The board of directors of a company manage the business of the company on a day-to-day basis. The directors have authority to make decisions on behalf of the company, except those that the Companies Act 2006 (“Act”) or the articles of association of the company (or any shareholders agreement the company has in place) require the shareholders to make. The point of a board resolution is to address a specific issue that the board needs to decide on (here, to approve the company subdividing its share capital and to instruct the shareholders of the company to pass an ordinary resolution to authorise the subdivision). Board resolutions therefore reflect decisions made by the board of directors of a company.
Shareholder resolutions can either be made by way of an ordinary resolution or a special resolution. The distinction between ordinary and special resolutions is set out in detail below. Some decisions of the company must be made by way of a resolution of the shareholders, for example the company can only amend its articles by passing a special resolution of the shareholders and a company can authorise its directors to allot (i.e. issue) new shares by the company’s shareholders passing an ordinary resolution. Shareholder resolutions therefore reflect decisions made by the shareholders of a company.
Company name and number
The first two brackets within the form relate to the company name and number. The company number should be entered in numerical form, and the name of the company should be typed out in capital letters.
The company number is its registration number and can be found by searching the company’s name at Companies House.
This paragraph states clearly the number and class of shares that the company had in issue prior to the subdivision (i.e. the company may initially have had 100 ordinary shares of nominal value £1.00 each in issue). It also shows the number and class of shares that the company will have in issue following the subdivision (i.e. the company could subdivide its share capital so that its 100 ordinary shares of nominal value £1.00 each instead become 1,000 ordinary shares of nominal value £0.10 each).
The first bracket to be filled out under this paragraph is the number of shares the company currently has in issue (prior to the proposed subdivision), and should be entered in numerical form. In the second bracket which immediately follows the first, you should insert the class of the shares, for example ‘ordinary’ or ‘A ordinary’ (the company may have ‘A ordinary’ and / or ‘B ordinary’ shares in issue if it has implemented an alphabet share structure, with the holders of each type of share having different rights).
The third bracket under this clause requires the nominal value of the company’s issued shares prior to the subdivision to be entered. This should be typed numerically, and the sign for pound sterling can be changed accordingly.
The fourth bracket under this clause requires you to insert the total number of issued shares that the company will have in issue following the subdivision, and should be written numerically. The fifth bracket requires the class of these shares to be entered.

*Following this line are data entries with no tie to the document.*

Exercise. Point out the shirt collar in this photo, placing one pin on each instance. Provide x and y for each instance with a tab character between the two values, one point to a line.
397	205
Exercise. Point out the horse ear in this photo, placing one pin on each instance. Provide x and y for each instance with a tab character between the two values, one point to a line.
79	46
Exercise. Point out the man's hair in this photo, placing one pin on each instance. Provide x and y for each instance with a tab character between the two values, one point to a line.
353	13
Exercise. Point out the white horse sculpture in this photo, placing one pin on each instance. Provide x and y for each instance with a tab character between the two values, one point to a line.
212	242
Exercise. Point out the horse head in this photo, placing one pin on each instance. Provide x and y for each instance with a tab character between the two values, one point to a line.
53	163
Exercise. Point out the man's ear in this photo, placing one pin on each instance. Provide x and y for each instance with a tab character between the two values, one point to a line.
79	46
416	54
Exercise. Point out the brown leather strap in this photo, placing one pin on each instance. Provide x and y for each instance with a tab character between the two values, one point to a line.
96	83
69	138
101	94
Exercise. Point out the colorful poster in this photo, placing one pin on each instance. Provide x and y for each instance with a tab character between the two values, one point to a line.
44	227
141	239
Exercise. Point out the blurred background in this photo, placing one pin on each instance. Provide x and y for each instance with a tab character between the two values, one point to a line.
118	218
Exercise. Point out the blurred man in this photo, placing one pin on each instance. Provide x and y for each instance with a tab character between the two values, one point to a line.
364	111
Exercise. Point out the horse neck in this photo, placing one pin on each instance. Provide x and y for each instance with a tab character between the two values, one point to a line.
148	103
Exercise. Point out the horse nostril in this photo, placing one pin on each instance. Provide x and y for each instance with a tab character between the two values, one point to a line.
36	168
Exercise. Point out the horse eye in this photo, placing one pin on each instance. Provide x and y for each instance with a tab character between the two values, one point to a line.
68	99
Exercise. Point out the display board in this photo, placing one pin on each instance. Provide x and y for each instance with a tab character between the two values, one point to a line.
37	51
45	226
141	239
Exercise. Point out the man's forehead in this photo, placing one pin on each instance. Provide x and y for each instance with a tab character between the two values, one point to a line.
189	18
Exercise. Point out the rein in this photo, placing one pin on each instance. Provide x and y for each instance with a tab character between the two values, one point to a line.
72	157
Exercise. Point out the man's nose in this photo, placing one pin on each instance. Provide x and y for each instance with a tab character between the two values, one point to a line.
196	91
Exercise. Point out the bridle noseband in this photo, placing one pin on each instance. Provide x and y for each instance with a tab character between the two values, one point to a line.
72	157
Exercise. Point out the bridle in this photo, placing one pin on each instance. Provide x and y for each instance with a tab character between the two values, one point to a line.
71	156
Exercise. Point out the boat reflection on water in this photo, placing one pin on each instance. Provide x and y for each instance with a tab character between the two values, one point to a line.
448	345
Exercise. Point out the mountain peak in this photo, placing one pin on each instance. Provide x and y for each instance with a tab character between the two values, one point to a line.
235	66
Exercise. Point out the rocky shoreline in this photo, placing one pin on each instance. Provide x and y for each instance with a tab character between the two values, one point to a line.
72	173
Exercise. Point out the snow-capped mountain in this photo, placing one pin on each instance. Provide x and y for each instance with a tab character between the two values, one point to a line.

The sixth bracket under this clause requires the new nominal value of the company’s issued shares following the subdivision to be inserted – this should be typed numerically, and the sign for pound sterling can be changed accordingly.
By way of example, paragraph 1.1 would read as follows were the company in question to subdivide its share capital of 100 ordinary shares of nominal value £1.00 each so that its share capital becomes comprised of 1,000 ordinary shares of nominal value £0.10 each:
“1.1 THAT the directors of the Company wish to consider and, if deemed fit, approve various matters in relation to the proposed subdivision of the Company’s current issued share capital of 100 ordinary shares of nominal value £1.00 each so that the issued share capital instead becomes 1,000 ordinary shares of nominal value £0.10 each held in the same proportions by the existing shareholders; and following such subdivision”.
This paragraph refers to the relevant section of the Act which provides that a company is permitted to consolidate or subdivide its share capital by a resolution of the members. As section 618(3) of the Act does not specify the type of resolution required (i.e. whether ordinary or special), the default position under the Act (in accordance with section 281(3) of the Act) is that an ordinary resolution will be sufficient unless the company’s articles require a higher majority or unanimity (or indeed if the provisions of the company’s shareholders agreement requires a higher majority or unanimity – though this is not stated in the Act).
An ordinary resolution will pass if shareholders holding more than 50% of the company’s shares vote in favour of it. Therefore (using the example given above), if the company has two shareholders who own 50 ordinary shares each (i.e. 50% of the company’s shares), they will both have to vote in favour of the ordinary resolution in order for it to pass. Note that shareholders holding more than 50% of the company’s shares must vote in favour of the resolution – shareholders holding 50% of the company’s shares exactly will not be sufficient.
The wording in this paragraph effectively reiterates and confirms the wording already contained within paragraph 1.1, but has been included for the avoidance of doubt. The words and figures to be inserted in the square brackets in this paragraph are the same as what you will have inserted under paragraph 1.1.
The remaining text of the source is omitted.